Good manners are wonderful, and if you instill them into your children early on, you can help shape them into pleasant adults and boost their social IQ. Always use “please” and “thank you” when talking to your child, and they will use it when they talk to others too. Show them what good manners are early on, and they will mimic your behavior as they grow: not littering the street, picking up after themselves, and addressing others with respect will make them stand out from others early on.
Children’s dedication and commitment are admirable, but as they grow, they start giving up on things they think are “too hard” for them. “You’ll never know what could happen until you try” is one of the morals for children they will greatly benefit from. Encourage them to conquer their fears and try a sport, a new game, a new look, a new toy, and to try to befriend someone new. Even when things get tough, they shouldn’t give up easily, because the best things in life come to those who work hard and aren’t afraid to try.

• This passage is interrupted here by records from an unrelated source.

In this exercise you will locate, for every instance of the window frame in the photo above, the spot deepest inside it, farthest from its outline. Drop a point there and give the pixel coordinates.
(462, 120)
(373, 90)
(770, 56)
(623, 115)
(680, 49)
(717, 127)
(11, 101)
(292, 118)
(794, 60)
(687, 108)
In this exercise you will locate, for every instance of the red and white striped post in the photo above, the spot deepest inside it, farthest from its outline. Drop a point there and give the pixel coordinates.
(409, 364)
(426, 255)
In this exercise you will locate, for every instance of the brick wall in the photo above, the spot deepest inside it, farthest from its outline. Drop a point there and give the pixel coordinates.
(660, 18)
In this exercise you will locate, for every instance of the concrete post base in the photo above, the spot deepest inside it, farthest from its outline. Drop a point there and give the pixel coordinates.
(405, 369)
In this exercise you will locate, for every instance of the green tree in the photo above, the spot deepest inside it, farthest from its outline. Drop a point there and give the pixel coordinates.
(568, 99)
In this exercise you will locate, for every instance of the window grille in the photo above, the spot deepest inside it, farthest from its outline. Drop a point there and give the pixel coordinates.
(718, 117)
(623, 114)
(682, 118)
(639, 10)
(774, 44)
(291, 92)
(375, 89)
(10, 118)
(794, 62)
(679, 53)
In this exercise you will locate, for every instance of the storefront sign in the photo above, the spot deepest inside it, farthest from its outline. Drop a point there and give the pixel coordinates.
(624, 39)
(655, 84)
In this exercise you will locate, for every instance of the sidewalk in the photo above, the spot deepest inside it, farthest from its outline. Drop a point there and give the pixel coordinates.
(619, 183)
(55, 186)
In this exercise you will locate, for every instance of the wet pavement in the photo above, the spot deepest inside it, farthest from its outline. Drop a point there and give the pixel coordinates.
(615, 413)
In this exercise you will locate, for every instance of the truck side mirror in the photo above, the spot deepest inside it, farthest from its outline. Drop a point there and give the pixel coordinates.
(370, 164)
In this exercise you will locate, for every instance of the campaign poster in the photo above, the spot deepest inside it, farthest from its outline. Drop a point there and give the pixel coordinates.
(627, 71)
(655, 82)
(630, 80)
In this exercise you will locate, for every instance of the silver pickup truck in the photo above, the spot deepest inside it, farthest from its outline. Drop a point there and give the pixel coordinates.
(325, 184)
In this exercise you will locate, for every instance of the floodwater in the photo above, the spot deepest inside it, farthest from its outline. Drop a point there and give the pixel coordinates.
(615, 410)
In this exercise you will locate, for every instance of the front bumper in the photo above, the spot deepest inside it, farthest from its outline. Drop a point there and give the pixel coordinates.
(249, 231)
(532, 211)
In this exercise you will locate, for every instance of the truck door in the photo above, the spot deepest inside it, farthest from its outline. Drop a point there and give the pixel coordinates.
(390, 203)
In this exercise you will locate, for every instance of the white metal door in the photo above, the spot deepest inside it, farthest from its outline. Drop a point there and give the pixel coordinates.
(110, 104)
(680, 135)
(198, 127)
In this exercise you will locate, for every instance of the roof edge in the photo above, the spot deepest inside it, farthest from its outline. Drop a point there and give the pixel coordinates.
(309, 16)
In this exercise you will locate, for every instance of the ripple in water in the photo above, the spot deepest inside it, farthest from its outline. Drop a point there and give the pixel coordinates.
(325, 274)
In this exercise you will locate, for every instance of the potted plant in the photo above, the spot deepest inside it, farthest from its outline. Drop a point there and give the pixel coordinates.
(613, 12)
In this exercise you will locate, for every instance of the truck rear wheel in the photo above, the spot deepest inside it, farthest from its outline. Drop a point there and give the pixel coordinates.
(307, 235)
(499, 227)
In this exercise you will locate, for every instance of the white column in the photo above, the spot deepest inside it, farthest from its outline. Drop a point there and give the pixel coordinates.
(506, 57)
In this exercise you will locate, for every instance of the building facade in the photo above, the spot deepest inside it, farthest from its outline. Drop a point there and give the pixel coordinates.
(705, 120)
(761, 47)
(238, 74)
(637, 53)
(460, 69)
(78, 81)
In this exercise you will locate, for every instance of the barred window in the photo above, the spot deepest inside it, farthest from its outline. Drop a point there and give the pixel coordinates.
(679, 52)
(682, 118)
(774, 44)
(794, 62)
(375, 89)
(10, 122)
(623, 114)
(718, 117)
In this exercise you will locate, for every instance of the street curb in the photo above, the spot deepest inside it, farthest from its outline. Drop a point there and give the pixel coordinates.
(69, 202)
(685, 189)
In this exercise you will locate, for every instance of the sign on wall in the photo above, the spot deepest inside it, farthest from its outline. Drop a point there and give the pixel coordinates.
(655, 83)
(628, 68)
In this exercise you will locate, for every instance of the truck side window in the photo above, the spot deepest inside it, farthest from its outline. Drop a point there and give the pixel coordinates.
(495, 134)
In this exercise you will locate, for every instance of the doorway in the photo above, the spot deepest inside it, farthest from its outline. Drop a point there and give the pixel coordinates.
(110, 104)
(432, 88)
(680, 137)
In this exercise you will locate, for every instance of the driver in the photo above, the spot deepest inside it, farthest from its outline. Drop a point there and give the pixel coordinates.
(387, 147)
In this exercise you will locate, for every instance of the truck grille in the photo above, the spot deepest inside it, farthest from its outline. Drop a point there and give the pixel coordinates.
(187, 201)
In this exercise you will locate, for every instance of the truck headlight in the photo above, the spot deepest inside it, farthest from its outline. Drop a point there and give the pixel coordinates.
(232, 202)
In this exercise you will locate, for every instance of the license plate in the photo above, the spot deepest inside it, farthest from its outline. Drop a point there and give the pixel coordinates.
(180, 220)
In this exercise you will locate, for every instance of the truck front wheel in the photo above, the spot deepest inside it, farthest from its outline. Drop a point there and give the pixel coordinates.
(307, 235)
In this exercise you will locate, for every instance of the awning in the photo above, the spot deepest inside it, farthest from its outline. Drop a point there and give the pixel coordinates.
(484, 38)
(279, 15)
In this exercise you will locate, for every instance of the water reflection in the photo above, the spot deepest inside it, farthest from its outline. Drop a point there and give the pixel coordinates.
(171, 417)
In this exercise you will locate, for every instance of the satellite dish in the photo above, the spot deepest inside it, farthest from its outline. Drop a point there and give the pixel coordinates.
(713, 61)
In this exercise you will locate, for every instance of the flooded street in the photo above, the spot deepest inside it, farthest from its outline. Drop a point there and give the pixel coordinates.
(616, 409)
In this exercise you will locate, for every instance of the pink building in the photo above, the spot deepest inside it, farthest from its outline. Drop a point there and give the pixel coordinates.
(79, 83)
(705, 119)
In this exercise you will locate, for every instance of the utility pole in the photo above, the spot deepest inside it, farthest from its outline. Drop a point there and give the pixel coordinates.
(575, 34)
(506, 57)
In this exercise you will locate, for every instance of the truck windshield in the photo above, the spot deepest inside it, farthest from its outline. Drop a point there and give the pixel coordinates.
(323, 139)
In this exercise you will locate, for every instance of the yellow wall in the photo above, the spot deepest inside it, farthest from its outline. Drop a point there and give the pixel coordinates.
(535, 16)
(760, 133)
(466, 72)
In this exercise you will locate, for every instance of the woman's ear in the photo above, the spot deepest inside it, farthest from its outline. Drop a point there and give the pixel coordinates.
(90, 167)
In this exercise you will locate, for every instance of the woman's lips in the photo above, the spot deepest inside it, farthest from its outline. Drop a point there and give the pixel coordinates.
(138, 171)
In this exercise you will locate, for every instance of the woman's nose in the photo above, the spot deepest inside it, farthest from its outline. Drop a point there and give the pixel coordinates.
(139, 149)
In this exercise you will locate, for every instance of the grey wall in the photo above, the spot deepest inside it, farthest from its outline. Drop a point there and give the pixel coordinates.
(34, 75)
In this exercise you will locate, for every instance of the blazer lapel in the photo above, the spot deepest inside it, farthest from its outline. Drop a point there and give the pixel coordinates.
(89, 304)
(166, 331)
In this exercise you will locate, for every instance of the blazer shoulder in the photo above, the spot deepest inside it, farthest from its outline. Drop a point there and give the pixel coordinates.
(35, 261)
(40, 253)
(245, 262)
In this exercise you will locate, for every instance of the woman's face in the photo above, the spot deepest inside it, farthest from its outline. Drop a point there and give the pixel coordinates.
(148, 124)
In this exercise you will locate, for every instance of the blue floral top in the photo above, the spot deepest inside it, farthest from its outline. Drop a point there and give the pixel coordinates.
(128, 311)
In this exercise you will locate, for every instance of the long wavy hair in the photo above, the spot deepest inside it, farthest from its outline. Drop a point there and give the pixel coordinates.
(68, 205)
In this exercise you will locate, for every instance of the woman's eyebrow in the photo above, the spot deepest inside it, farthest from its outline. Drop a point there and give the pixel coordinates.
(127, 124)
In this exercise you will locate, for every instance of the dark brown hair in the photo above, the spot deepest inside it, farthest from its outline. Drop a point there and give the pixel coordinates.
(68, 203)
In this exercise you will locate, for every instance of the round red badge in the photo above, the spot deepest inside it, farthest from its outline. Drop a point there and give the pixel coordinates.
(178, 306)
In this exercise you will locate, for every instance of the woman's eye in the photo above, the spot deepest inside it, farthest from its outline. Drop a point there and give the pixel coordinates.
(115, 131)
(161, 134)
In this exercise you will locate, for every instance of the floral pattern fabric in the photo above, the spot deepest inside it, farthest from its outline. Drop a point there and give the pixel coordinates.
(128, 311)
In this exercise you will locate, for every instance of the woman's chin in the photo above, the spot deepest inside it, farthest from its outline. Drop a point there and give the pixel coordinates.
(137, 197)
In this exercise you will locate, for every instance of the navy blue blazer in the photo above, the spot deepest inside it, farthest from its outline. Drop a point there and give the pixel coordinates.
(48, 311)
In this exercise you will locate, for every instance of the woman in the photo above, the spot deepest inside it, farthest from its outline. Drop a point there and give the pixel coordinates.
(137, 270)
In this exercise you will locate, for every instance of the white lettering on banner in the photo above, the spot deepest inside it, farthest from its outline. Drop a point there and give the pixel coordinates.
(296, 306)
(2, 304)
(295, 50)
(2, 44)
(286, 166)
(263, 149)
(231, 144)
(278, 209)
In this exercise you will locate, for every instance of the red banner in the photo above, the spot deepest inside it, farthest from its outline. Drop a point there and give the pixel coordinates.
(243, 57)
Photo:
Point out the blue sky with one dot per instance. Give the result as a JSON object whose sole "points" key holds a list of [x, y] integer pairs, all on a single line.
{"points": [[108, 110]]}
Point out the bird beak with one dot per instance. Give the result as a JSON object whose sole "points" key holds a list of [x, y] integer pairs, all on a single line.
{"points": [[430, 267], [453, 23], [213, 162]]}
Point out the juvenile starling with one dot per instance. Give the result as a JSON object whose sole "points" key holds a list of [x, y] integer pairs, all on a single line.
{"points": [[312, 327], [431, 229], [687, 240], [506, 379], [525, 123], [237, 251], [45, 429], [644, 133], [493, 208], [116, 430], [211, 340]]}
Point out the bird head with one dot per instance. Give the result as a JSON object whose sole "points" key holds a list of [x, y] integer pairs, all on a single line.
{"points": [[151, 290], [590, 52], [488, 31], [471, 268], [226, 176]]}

Parents soon realize how difficult it is to balance out children’s obligations and duties; there are so many activities and games to occupy their time that important life lessons to teach children can easily slip the parents’ minds. Remember that gifts, trinkets, and hundreds of hours of watching cartoons and playing video games won’t do your children much if you don’t make an effort and teach them about morals, honesty, dedication, and kindness. The list of life lessons for kids is a long one, but every parent should take time and try to instill some of those lessons and values into their children.